Ohio State secured a commitment from Steilacoom, Wa., five-star wide receiver Emeka Egbuka late Friday night, all but securing what will be at least four consecutive classes with the No. 1 or No. 2 wide receiver in the nation heading to Ohio State (Garrett Wilson was No. 2 in 2019, Julian Fleming and Egbuka are No. 1 in 2020 and 2021, Caleb Burton is No. 2 in 2022).
The Buckeyes, which were never known for an elite passing attack until Ryan Day’s arrival on the scene in 2017, are now recruiting wide receivers and quarterbacks at an almost unprecedented level. Egbuka seems to fit perfectly into those plans, yet another in an increasingly long line of wide receivers that perfectly match what could be described as the “Brian Hartline model.” Essentially, if there’s a top receiver that’s technically sound beyond his age, elite in both athletic ability and body control, and has spent his high school career putting up ungodly numbers, he’s likely already committed to play for Hartline.
Egbuka, of course, has each of those traits. He’s dominated Washington high school football since his arrival as a freshman and does so with all of the features that Hartline seems to seek out, while also fitting into the body type that Ohio State has become very familiar with at wide receiver – not huge (Egbuka is 6-1, 190 pounds), but big enough to win battles, and confident enough to play like he’s the biggest player on the field.
That was Wilson’s greatest strength and featured heavily in Fleming and Burton as well. Egbuka, in all honest, might play bigger than all of them. His releases aren’t frequently contested, but once he does find contact down the field on a play like this one, he’s happy to bully defenders off the ball to create enough room for himself.
Because he has elite body control and great hands, Egbuka needs very little room to actually maneuver, so those physical battles to fight for space are really just showing off, because he’d be able to make these catches with defenders draped all over him.
His physicality and body control are the first traits that stand out when watching Egbuka, but his route running ability is certainly worth a mention, as is his speed. He’s not likely to be the fastest receiver in his class – but he’s pretty close to it – and while he doesn’t have an especially extensive route tree at this point, the route running ability that he does show off is almost always excellent.
Here, he flashes some quick cut explosiveness on a curl route, not quite stopping on a dime but starting and stopping quickly enough that the cornerback is essentially thrown out of the play, before starting up again to get to the ball, thrown too far to the outside. There aren’t a whole lot of receivers in America that can go in this many directions in that short a period of time, all before finishing the play with an acrobatic catch on the sidelines.

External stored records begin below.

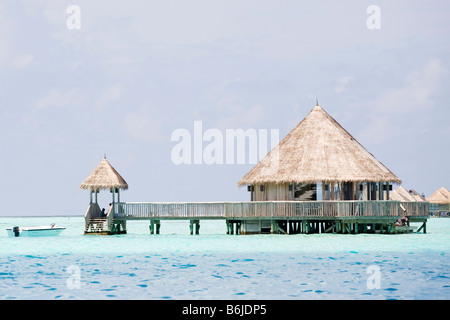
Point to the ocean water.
(214, 265)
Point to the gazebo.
(440, 201)
(104, 177)
(319, 160)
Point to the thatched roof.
(318, 150)
(401, 194)
(104, 176)
(441, 196)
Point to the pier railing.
(269, 209)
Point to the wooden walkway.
(282, 217)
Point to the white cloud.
(108, 95)
(6, 26)
(56, 99)
(416, 96)
(342, 83)
(23, 61)
(418, 92)
(144, 125)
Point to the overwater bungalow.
(440, 202)
(319, 160)
(317, 179)
(103, 177)
(401, 194)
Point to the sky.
(118, 78)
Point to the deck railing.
(268, 209)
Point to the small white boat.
(41, 231)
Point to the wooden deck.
(284, 217)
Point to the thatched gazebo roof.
(319, 149)
(441, 196)
(104, 176)
(401, 194)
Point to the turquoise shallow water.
(213, 265)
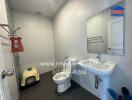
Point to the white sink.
(96, 67)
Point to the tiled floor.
(46, 90)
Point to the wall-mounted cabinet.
(3, 18)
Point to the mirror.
(105, 31)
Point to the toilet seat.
(63, 79)
(61, 76)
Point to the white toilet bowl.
(63, 79)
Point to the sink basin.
(96, 67)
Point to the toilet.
(63, 79)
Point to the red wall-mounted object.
(16, 44)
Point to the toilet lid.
(67, 67)
(61, 76)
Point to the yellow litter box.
(30, 76)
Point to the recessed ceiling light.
(39, 13)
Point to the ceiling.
(47, 8)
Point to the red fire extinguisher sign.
(16, 44)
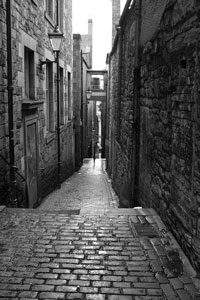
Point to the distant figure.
(94, 151)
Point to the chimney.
(90, 40)
(115, 17)
(90, 27)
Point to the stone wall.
(169, 116)
(169, 175)
(30, 28)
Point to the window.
(61, 97)
(69, 95)
(29, 74)
(49, 8)
(49, 98)
(51, 12)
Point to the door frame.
(29, 120)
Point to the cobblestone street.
(79, 245)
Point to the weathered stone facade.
(31, 24)
(168, 115)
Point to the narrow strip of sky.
(100, 11)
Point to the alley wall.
(35, 100)
(166, 171)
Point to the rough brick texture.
(169, 116)
(30, 28)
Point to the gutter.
(13, 184)
(135, 165)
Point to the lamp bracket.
(45, 62)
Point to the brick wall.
(30, 28)
(169, 110)
(169, 117)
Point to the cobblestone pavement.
(102, 253)
(87, 188)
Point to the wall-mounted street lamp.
(89, 94)
(56, 38)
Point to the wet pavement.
(79, 245)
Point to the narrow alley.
(79, 245)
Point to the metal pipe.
(13, 184)
(82, 137)
(58, 104)
(58, 116)
(136, 105)
(119, 84)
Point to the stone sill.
(35, 2)
(31, 104)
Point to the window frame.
(29, 73)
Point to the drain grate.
(143, 229)
(146, 229)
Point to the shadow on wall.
(125, 195)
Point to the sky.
(100, 11)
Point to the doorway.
(31, 159)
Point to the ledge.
(31, 104)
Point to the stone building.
(80, 67)
(35, 113)
(154, 88)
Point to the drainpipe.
(58, 106)
(81, 107)
(136, 105)
(13, 184)
(119, 29)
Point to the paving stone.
(51, 254)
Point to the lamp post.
(13, 184)
(56, 38)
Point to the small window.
(69, 96)
(49, 98)
(49, 8)
(29, 73)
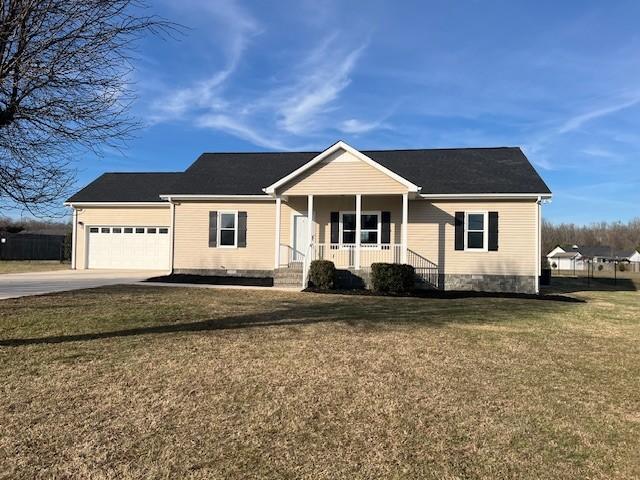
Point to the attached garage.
(129, 247)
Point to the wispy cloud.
(235, 127)
(598, 152)
(577, 121)
(326, 74)
(355, 126)
(239, 27)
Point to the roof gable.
(447, 172)
(335, 148)
(341, 173)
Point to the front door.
(300, 237)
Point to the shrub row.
(385, 277)
(392, 277)
(322, 274)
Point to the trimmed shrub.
(322, 274)
(392, 277)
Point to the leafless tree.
(618, 235)
(65, 88)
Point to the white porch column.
(74, 236)
(277, 258)
(310, 225)
(405, 225)
(358, 229)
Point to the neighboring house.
(570, 257)
(465, 218)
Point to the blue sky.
(559, 79)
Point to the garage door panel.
(146, 250)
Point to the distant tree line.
(10, 225)
(618, 235)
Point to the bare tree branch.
(65, 88)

Same idea here, this time on a much deeper route, which is better suited for Egbuka’s skill set. That ability to dart in and out of cuts while losing almost none of his momentum is going to make Egbuka a lot of money some day, and it’s going to provide Day with an absolutely terrifying outside option on those long-developing deep shots that he likes so much, because there isn’t a corner in the country that’s keeping up with this route consistently.
Like with the other Hartline targets, there’s really not a significant weakness here. A case could be made that Egbuka isn’t playing against top tier competition, which means that he’s not seeing a ton of capable press coverage, but that’s a relatively small concern with someone this good. At the core here, Ohio State is getting another receiver that looks a whole lot like the five-stars already on the roster. If it isn’t broken – and it certainly isn’t right now for the Buckeyes – don’t fix it.